関東出身者が多く、その土地で育ったのは彼女だけだった。民宿を経営しているのも彼女の知り合いだという。夏に川や湖で泳いだ話、素手で魚を捕まえた話、山で鹿を追いかけた話。野生動物のようにしなやかな彼女のからだはそうしてつくられた。そして、そうして失われた。
「でも、近くから見上げる花火も悪くないと思うけどな」
「違うの。遠くないとだめなの」
「どうして?」
「あんまり近すぎると、届くかなって、手を伸ばしてしまうから」
静かに体重をあずけた。目をつむると花火が見える。男は、目の前の女のむこうに、常に別の誰かを見ている。女も似たようなものだ。その重みに、別の男の重みを思い出す。繰り返し重ねられていくからだの記憶はどれもぬくくやわらかいはずなのに、角張った結晶となって腹の底に積もった。それが時々、奥底でちくちく疼く。
「手、貸して」
「え」
彼女は男の手を引いて、水辺へと歩いて行く。湖に一歩、足を踏み入れた。サンダルと足の裏の間に冷たい水が這い込んでくる。皮膚に刺さる冷たさに、反射的に足があがりそうになるのを堪えた。
「めっちゃ冷たい」
「知ってる? 完全な暗闇のなかなら、人は八キロ先の蝋燭の光ですらも見ることができるんだって」
「え」
気がつくと皆から離れ、二人になっていた。最後の花火が散った。それでも消えない光があった。

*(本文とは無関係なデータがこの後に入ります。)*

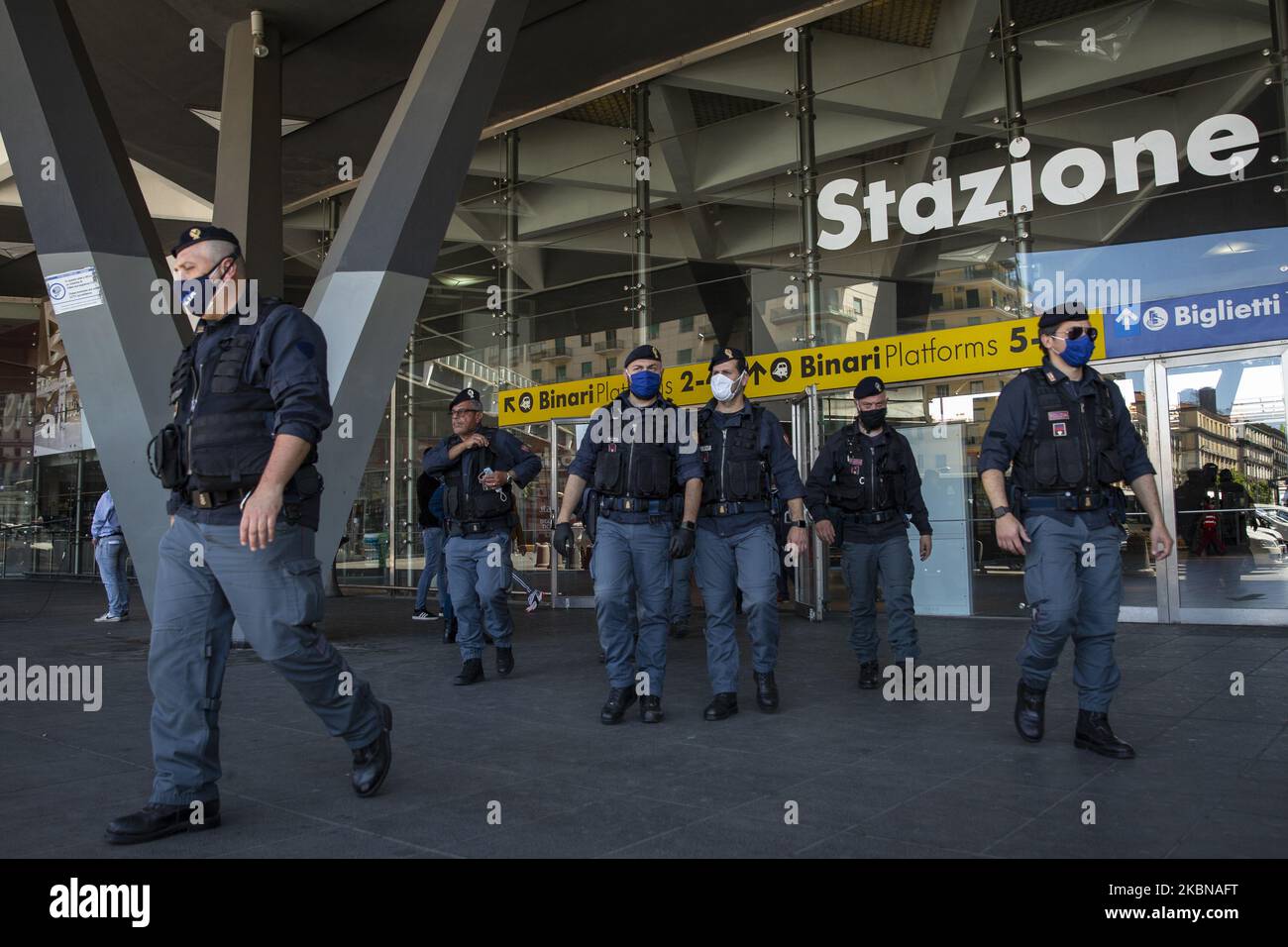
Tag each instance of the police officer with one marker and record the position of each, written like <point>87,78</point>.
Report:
<point>862,491</point>
<point>635,462</point>
<point>742,446</point>
<point>1068,437</point>
<point>480,467</point>
<point>252,401</point>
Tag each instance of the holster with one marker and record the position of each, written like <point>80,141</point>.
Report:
<point>165,457</point>
<point>589,513</point>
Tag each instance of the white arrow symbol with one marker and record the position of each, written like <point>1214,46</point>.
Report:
<point>1127,318</point>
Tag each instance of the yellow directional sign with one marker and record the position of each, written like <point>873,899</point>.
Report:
<point>915,357</point>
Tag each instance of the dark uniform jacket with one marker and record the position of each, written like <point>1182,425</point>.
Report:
<point>846,464</point>
<point>1018,416</point>
<point>271,372</point>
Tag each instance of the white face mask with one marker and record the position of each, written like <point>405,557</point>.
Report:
<point>724,386</point>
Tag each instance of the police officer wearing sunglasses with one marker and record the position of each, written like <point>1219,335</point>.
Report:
<point>1067,436</point>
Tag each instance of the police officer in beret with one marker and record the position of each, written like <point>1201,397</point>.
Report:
<point>1068,438</point>
<point>250,403</point>
<point>742,447</point>
<point>480,467</point>
<point>636,460</point>
<point>862,491</point>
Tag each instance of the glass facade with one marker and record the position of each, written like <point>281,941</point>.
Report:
<point>1147,167</point>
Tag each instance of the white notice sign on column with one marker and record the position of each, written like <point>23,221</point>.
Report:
<point>77,289</point>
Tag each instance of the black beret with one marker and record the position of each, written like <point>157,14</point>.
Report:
<point>644,351</point>
<point>467,394</point>
<point>728,355</point>
<point>201,234</point>
<point>868,386</point>
<point>1069,312</point>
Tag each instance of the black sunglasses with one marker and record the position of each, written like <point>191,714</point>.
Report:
<point>1076,333</point>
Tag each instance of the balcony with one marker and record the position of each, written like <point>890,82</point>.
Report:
<point>557,352</point>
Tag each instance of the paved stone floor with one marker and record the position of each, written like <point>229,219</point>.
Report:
<point>868,777</point>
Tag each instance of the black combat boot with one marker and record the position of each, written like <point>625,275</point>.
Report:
<point>1029,711</point>
<point>1095,733</point>
<point>372,763</point>
<point>767,690</point>
<point>156,821</point>
<point>724,705</point>
<point>618,699</point>
<point>651,709</point>
<point>472,673</point>
<point>503,661</point>
<point>870,676</point>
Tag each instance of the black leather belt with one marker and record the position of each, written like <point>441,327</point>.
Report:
<point>872,518</point>
<point>1067,500</point>
<point>214,499</point>
<point>634,504</point>
<point>732,506</point>
<point>477,526</point>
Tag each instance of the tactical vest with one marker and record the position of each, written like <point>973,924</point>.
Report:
<point>1074,447</point>
<point>630,468</point>
<point>733,467</point>
<point>465,500</point>
<point>855,488</point>
<point>226,424</point>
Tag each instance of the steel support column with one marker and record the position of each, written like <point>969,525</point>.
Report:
<point>807,184</point>
<point>640,171</point>
<point>249,174</point>
<point>1016,125</point>
<point>511,247</point>
<point>1279,52</point>
<point>85,211</point>
<point>373,282</point>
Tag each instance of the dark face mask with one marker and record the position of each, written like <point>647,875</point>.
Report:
<point>872,419</point>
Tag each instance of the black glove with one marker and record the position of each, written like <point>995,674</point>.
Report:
<point>682,541</point>
<point>562,540</point>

光を追いかけているうちに水は深くなり、岸には戻れないと思った。握る手だけが温かい。それ以外はアラスカの氷のように冷たい。それなのに、遠くに火が見えるから、歩みをとめられない。
もう少し。もう少し。
光は強くなっていくように見えるが、近づいているのか男にはわからない。いつしか夏が終わった。彼女はもう、そこにはいなかった。
時間が壁に吸い込まれるように消えた。部屋が二人の時間を支配している。女は満足したのか、煙草に火をつけた。男も同じように壁を背もたれにし、煙草に火をつけた。
淡い火だった。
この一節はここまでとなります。